Basic concepts and terminology (for Beginners)


While developing VSAM, the designing team defined some basic important concepts and terms. Before learning more about VSAM, knowing about these concepts and terms will be helpful. Those are -

  • Clusters
  • Components
  • Logical Record
  • Physical Record
  • Control Interval
  • Control Area
  • Spanned Records
  • Alternate Indexes
  • Sphere
  • Splits

Cluster -


A VSAM cluster is a logical definition for a VSAM dataset and has the below one or two components -

  • The data component contains the data records.
  • The index component of the key-sequenced cluster consists of the index records.

IDCAMS DEFINE CLUSTER access-method services used to define VSAM datasets (clusters) with DATA and INDEX components.

For example - Assume MATEGJ.TEST.VSAM is the VSAM KSDS file created.

MATEGJ.TEST.VSAM			-	Cluster Component
MATEGJ.TEST.VSAM.DATA		-	Data Component
MATEGJ.TEST.VSAM.INDEX		-	Index Component

Logical record -


  • A logical record is a logical representation of a physical record used to store the data in a VSAM or retrieve it from VSAM.
  • The application program uses logical records designed by application programmer to access and process the data through I/O operations from the dataset.
  • A logical record can be of a fixed-length or a variable-length, and VSAM supports both type of records based on the file organization type (file type).

For Example - A VSAM file with 47 bytes length logical record defintion as follows -

DATA DIVISION.
FILE SECTION.
FD FILE-1.
	RECORD CONTAINS 47 CHARACTERS.
	BLOCK CONTAINS 470 CHARACTERS.
	DATA RECORD is RECORD-1.
	RECORDING MODE IS F.

01 RECORD-1.
	05 FILE-KEY    	PIC X(03).
	05 FILE-DATA   	PIC X(44).

In the above example, RECORD-1 is the logical record used to process the physical VSAM file.

Physical record -


  • A physical record is an actual record that is stored on the disk allocated for the file.
  • A physical record may be a set of one or more logical records.

For example -

Control Interval -


  • Control interval (CI) is the fundamental block of every VSAM dataset.
  • A CI is the contiguous memory area of DASD (Direct Access Storage Device) used to store the physical records and control information about the records.
  • A CI is a set of physical blocks that are read or written during the I/O operation.
  • The CI size can be from 512 bytes to 32 KB.

The CI components impact the CI size decision are -

  • No. of logical records are stored in CI.
  • Free space for records insertion.
  • Control information - Control information is a combination of two fields -
    • Control Interval Definition Field (CIDF) - CI has only one CIDF. It is a 4-byte field and contains information about the location and amount of free space in the CI.
    • Record Definition Fields (RDFs) - CI can have several RDFs.
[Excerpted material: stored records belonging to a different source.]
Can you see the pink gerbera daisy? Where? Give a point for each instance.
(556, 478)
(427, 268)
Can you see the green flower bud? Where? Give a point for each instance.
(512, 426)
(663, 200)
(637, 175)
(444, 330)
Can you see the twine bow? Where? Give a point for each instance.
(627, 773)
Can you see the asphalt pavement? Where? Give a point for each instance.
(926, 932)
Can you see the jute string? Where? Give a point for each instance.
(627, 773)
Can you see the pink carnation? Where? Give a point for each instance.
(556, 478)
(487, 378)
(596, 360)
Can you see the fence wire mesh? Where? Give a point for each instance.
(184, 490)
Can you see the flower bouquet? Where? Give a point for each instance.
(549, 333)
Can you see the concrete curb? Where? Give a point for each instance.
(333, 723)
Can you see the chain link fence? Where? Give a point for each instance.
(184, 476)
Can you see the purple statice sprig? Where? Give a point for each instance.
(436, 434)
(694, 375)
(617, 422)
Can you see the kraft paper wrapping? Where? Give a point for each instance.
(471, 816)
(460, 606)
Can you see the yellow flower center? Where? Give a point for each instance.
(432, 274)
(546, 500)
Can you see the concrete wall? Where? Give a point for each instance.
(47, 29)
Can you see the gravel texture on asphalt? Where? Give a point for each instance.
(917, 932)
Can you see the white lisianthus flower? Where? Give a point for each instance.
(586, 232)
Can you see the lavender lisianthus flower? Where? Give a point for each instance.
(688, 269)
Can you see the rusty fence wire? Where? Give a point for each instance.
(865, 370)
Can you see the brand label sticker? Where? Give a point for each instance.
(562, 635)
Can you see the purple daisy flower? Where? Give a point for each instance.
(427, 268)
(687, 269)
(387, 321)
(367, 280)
It is a 3-byte field and describes about the record length.
CI General Format

Control Area -


  • Control Area (CA) is a unique concept to VSAM.
  • A Control Area (CA) is a fixed-length contiguous memory area of DASD formed by two or more Control Intervals (CIs).
  • Generally, CA's maximum size is one cylinder, and the minimum size is one track.
  • The CA size is defined during the dataset definition.
CA General Format

Spanned Records -


  • Spanned records are larger logical records than the CI size.
  • DEFINE CLUSTER should use SPANNED attribute to have spanned records when defining the dataset. Spanned records can store on multiple control intervals (CIs).
  • If the spanned records are used for KSDS, the primary key should be within the first CI.
Spanned Record Example

Notes -

  • A spanned record always begins on a control interval (CI) boundary and fills one or more CIs within a single CA.
  • A spanned record can't share the CI with any other records.
  • The maximum size of the spanned record is the size of the control area (CA).

Alternate Indexes -


  • Alternate indexes (AIXs) allow access to the logical records sequentially or directly using alternate key fields (other than the primary key field).
  • Each alternate index is a KSDS cluster with an DATA and INDEX components.
  • IDCAMS utility is used to define and create AIX.
  • AIX can define and used in three steps, and those are -
    • Create AIX - Defines alternate index (IDCAMS DEFINE command).
    • Build AIX - Creates an alternate index (IDCAMS BLDINDEX command).
    • Define Path - Defines the mapping between primary and alternate keys to access the records faster (IDCAMS DEFINE PATH).

For example -

AIX example

Notes -

  • Any key except the primary key in the base cluster can use as an alternate key.
  • The alternate key can have duplicate values.
  • The primary keys are in ascending order within the alternate index value. The alternate index is also in ascending order.

Sphere -


  • A sphere is a group of base clusters and their associated clusters (AIX).
  • The associated clusters are the base cluster's alternate indexes (AIX). i.e., base cluster plus all its AIXs.
Sphere Example

Splits -


CI split occurs when there is not enough space to process the below two requests -

  • Inserting a new record at the end of CI.
  • An existing record length expanded.

If any CI is free in the same CA, approximately half of the records from fully loaded CI move to other free CI. In the CI split, both CIs belongs to the same CA.

CI Split Example

Similarly, if there is not enough space in all the CIs of a CA, then CA is split occurs. Approximately half of the CIs of fully loaded CA data move to the other free CIs of different CA.

CA Split Example

The split worsens the performance. CI and CA split occur in KSDS and VRRDS datasets.